Margaret Sullivan is the media columnist for The Washington Post. But before she was at The Post, she was the top editor at The Buffalo News for 13 years –– another local journalism outlet that had to make massive layoffs and saw its readership and coverage decline.
In her book, “Ghosting the News” Sullivan wrote about the local news crisis –– and the dissipation of local outlets.
She discovered that since 2004, more than 2,000 American newspapers have closed their doors. From 2004-2015 the U.S. newspaper industry lost over 1,800 print outlets as a result of closures and mergers.
In the news industry, there are the haves and have nots. There are nationally read papers like The Washington Post and The New York Times which substantially have been able to maintain readership and print a physical paper.
And then there are the local outlets –– the outlets that are equipped with people who want to cover small towns and everyday people but aren’t given the money and resources to –– who are left with the decision to merge, adapt, or die.
Local news is vital for small communities to remain connected –– not only with what is happening in their city, but who is living there.
Fans from all over the state of Ohio decreased at my school’s football games –– because there was no one there to cover our team or our top marching band program on a regular basis.
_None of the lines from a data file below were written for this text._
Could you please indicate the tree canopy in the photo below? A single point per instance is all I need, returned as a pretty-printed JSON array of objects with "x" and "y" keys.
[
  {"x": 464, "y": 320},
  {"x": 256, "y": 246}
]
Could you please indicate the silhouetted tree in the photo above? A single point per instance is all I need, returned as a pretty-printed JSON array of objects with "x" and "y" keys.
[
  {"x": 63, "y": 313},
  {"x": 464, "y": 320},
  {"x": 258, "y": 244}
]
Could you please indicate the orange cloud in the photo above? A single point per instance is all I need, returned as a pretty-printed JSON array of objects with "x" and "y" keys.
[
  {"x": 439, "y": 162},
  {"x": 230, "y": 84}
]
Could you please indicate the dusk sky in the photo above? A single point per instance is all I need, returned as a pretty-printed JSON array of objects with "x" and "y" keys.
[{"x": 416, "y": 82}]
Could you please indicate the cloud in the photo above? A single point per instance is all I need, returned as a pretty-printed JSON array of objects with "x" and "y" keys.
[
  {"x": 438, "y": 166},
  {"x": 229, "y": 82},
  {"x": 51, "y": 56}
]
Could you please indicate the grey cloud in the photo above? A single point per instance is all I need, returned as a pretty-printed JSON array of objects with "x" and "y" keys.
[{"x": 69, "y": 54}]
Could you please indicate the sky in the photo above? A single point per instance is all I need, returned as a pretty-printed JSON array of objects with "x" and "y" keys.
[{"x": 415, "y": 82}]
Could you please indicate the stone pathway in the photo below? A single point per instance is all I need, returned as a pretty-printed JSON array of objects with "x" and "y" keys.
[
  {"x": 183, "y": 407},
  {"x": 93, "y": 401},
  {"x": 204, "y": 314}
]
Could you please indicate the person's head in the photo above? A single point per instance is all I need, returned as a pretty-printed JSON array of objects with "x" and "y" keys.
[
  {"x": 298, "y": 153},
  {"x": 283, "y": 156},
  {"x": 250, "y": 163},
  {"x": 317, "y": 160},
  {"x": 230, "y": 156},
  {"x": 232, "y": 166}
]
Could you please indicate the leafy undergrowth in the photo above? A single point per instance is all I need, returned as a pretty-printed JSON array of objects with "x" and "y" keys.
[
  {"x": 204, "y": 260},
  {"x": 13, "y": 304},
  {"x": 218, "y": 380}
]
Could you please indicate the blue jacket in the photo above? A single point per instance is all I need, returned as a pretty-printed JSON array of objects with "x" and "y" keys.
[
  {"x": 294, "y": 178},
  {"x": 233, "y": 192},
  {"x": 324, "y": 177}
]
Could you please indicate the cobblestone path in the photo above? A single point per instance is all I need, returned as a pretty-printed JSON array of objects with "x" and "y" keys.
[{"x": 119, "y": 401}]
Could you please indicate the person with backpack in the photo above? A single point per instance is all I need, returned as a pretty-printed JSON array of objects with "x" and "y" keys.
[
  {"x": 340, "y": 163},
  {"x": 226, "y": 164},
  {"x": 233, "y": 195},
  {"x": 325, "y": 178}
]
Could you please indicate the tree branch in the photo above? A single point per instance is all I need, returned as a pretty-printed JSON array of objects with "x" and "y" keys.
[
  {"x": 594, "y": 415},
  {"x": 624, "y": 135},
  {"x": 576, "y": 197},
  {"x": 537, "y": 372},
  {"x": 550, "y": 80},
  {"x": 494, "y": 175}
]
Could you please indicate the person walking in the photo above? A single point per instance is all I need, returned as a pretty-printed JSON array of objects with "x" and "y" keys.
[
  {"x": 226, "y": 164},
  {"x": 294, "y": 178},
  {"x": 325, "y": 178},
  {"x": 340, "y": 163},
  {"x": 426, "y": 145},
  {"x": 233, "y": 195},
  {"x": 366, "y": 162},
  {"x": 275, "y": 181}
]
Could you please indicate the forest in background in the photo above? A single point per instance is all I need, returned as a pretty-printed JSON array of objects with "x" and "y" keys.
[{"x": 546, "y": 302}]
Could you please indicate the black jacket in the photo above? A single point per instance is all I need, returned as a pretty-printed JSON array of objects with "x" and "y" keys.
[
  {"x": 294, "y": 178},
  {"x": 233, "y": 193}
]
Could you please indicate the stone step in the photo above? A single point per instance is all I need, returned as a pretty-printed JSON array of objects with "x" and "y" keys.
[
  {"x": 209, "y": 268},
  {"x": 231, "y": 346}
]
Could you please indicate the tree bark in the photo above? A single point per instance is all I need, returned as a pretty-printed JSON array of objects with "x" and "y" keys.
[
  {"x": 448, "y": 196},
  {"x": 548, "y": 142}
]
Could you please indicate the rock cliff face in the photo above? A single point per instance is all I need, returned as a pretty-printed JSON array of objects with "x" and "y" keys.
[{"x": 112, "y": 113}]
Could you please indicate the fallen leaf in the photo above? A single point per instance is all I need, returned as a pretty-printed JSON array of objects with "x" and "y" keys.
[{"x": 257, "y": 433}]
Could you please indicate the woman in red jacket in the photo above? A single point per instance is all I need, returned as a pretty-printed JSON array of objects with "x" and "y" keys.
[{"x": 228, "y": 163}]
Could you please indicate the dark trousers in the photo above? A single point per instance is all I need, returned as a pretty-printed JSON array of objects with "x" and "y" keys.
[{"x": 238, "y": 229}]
People were shocked to hear we had a student who received a near full ride to Harvard, because there wasn’t a reporter who covered local high school scholarship recipients anymore.
Residents played guessing games with one another because they didn’t know what brand-new business was being built in front of the police station.
Without a local news outlet, people became uninformed and distant with one another.
Devoid of a town square that keeps one in touch with the world and its possibilities, people might go on unaware of what is even out there for them to do or see. The loss of local journalism led people astray, people like me who spent an entire year studying to be a doctor, when I could have known earlier, I wanted to be a writer.